Memorandum of Understanding: a non-binding agreement between parties. In this context, MoUs are generally a mechanism to allow data sharing between a data provider and the Department of Health. E.g. to establish an infrastructure linkage, the Department of Health would have an MoU with the Data Provider and also request approval for the new linkage from the Department of Health WA Human Research Ethics Committee (HREC).


MyFT

The secure online file transfer system operated by WA Health. This system is used by Research Data Services to send and receive data.


Non-core Linkages

All linkages of datasets (other than the Core Linkages) that have been loaded into the WADLS.

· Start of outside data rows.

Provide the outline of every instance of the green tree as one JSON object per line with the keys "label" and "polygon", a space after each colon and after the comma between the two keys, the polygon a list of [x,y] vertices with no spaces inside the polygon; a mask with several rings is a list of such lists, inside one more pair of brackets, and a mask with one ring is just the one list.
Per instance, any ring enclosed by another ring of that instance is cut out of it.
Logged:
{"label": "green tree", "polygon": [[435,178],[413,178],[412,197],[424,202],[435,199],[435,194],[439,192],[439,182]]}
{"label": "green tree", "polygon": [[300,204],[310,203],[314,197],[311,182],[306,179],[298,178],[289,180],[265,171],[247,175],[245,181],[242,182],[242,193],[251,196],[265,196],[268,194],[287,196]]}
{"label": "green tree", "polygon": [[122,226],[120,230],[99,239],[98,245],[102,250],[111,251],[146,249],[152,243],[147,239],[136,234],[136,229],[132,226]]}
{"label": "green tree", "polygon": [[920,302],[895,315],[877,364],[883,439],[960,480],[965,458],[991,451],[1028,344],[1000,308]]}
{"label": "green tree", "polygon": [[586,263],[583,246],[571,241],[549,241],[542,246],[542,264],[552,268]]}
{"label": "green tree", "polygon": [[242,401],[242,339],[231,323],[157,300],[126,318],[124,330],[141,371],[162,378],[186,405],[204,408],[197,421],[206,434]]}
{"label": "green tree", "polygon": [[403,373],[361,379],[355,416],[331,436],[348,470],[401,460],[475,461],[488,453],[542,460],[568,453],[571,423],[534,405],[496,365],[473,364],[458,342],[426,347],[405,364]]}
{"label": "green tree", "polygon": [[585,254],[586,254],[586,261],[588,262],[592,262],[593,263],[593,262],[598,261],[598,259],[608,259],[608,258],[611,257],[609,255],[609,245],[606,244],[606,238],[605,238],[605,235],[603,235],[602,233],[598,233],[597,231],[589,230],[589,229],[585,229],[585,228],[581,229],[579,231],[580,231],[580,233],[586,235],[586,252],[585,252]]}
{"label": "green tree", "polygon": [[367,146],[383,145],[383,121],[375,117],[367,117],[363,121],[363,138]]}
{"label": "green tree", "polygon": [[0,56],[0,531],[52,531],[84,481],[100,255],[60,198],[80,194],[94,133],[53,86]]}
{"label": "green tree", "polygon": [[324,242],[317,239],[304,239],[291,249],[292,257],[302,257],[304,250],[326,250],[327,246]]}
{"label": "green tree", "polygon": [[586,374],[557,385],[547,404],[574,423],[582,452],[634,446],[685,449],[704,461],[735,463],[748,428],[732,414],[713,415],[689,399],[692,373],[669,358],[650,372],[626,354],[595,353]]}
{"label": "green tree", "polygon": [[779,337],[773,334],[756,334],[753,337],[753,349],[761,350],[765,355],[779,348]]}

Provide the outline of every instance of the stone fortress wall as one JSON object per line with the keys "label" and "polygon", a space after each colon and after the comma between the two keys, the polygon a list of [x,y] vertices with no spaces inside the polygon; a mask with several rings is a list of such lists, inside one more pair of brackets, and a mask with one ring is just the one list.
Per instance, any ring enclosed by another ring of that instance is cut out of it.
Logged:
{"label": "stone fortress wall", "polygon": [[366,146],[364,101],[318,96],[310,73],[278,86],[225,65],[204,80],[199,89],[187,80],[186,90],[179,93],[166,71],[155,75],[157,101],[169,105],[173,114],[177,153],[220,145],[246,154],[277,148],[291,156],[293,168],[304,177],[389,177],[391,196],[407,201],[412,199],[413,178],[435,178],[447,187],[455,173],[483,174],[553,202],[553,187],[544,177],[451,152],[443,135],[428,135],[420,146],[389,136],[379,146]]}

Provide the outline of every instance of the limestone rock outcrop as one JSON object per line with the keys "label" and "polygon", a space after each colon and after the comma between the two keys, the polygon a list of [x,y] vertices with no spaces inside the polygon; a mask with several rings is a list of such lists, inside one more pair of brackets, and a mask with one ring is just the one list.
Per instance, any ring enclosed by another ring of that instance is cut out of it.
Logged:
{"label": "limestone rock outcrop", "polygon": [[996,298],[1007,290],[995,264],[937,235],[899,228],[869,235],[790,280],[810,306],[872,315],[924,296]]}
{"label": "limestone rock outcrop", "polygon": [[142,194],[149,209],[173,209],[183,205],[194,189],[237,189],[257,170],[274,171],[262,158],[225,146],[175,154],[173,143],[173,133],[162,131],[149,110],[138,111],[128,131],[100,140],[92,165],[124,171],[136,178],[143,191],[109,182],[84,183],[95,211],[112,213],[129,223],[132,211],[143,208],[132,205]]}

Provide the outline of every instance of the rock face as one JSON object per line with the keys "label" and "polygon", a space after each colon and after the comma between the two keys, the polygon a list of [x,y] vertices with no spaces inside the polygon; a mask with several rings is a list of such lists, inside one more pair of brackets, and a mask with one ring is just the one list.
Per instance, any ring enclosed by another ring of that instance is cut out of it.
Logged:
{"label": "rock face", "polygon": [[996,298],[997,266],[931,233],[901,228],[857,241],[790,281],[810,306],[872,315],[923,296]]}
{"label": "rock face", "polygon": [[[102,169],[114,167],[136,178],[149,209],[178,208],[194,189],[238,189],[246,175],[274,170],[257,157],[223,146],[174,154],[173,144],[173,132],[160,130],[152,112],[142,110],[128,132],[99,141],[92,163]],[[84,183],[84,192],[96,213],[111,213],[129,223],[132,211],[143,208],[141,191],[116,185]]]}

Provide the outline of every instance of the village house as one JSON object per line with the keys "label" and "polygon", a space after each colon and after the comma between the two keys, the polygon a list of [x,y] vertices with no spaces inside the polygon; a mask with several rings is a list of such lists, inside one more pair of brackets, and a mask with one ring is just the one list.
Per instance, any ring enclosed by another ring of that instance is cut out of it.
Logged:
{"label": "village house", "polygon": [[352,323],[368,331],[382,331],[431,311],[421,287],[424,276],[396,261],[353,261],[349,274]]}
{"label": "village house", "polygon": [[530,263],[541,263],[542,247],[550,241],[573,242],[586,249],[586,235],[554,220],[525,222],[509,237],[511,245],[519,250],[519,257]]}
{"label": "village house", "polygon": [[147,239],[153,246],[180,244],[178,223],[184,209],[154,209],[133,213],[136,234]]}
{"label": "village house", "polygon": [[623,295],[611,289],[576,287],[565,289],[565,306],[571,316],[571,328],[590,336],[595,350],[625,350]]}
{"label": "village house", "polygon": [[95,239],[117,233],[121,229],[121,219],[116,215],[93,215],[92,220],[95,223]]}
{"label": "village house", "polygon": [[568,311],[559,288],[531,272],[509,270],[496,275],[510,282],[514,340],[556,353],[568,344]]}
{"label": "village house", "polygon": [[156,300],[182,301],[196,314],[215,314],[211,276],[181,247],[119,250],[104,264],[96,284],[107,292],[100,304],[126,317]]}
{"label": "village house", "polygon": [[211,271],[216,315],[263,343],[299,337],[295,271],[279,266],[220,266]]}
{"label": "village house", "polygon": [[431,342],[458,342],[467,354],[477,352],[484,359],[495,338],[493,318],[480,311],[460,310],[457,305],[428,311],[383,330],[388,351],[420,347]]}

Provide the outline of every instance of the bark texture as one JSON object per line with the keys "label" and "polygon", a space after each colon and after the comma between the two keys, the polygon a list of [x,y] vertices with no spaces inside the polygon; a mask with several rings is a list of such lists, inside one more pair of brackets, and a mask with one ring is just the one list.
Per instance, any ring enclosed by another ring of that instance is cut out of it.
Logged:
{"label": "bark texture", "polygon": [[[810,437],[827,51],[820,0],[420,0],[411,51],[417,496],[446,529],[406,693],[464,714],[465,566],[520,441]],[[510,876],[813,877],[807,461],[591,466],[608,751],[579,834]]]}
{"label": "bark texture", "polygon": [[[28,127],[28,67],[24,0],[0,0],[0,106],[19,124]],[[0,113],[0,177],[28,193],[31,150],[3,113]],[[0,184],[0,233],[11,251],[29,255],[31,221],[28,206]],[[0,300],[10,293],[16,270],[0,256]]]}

Potentially Reidentifiable

Related to the identifiability of a dataset/data item; where the identity of a person/organisation is not immediately obvious but could be ascertained through a unique combination of fields or using information that the recipient already holds.


Probabilistic Linkage

A method of linking records using non-unique identifiers (e.g. name, date of birth) to establish weights which represent the likelihood that two records belong to the same person. These weight are used to inform matches and non-matches, and can include clerical review for a selected ‘grey area’ in between.


Quality Control

A process that examines an extract of data for completeness and correctness. This includes checking file counts, consistency of roots, presence of requested fields, overlap between groups, field formatting and the correct application of inclusion/exclusion criteria.


Record

A single data item sourced from a data collection, which typically refers to one event, instance or registration (e.g. hospital discharge, birth registration, car crash), although in rare cases can refer to more than one. The specifics of what constitutes a record varies between data collections, depending on how the data is recorded and stored. Each record contains: (1) demographic information (names, addresses, etc), that DLB uses to link the data, and; (2) service information (diagnoses, procedures, etc) that are used by Data Applicants to perform analysis.


Record Linkage

See ‘Data Linkage’.


Role Separation

The practice of separating access to identifiable information from clinical or service information. e.g. within a Project Team, one person manages the identifiable information of consenting participants. Another member of the team analyses and manages the deidentified health service information. Neither member has access to both sets of information.


ROOT

The ‘master’ LPNO used to identify a Chain. It is generally the LPNO belonging to the earliest record in a person’s Chain that has been sourced from a Core health dataset. The ROOT and Chain Number will largely correspond 1-to-1.

The ROOT is used for:
(1) ease of processing (they can be handled the same as LPNOs); and
(2) security (i.e., Research Data Services provides the encrypted ROOT to Data Applicants to identify Chains, rather than the Chain Number).


Separation Principle

The separation of roles to ensure privacy is maintained, whereby identifiable information is kept separate to clinical/service information. The Department of Health’s data engineering teams and Research Data Services strictly adhere to this principle and it must be maintained in all projects requesting linked data. Also see ‘Role Separation’.


SUFEX

The secure online file transfer system managed by Curtin University. SUFEX was decommissioned in Q4 2020. The Department of Health uses MyFT for secure file transfers.


Unidentifiable

Related to the identifiability of a dataset/data item; where the identity of a person/organisation is not immediately obvious and it is not reasonably possible to reidentify a person/organisation using other sources of information.


WAAHEC

Western Australian Aboriginal Health Ethics Committee: the ethics committee run through the Aboriginal Health Council of WA. The Committee’s objectives are to effectively monitor ethically sound and culturally appropriate research where Aboriginality is of interest and ensure the benefits to Aboriginal people.


WADLS

Western Australian Data Linkage System: the Western Australian system used to connect available health and other related information for the WA population. This incorporates database tables holding demographic data and linkage keys, and the bespoke tools used by Linkage Staff to process, create, store and retrieve them.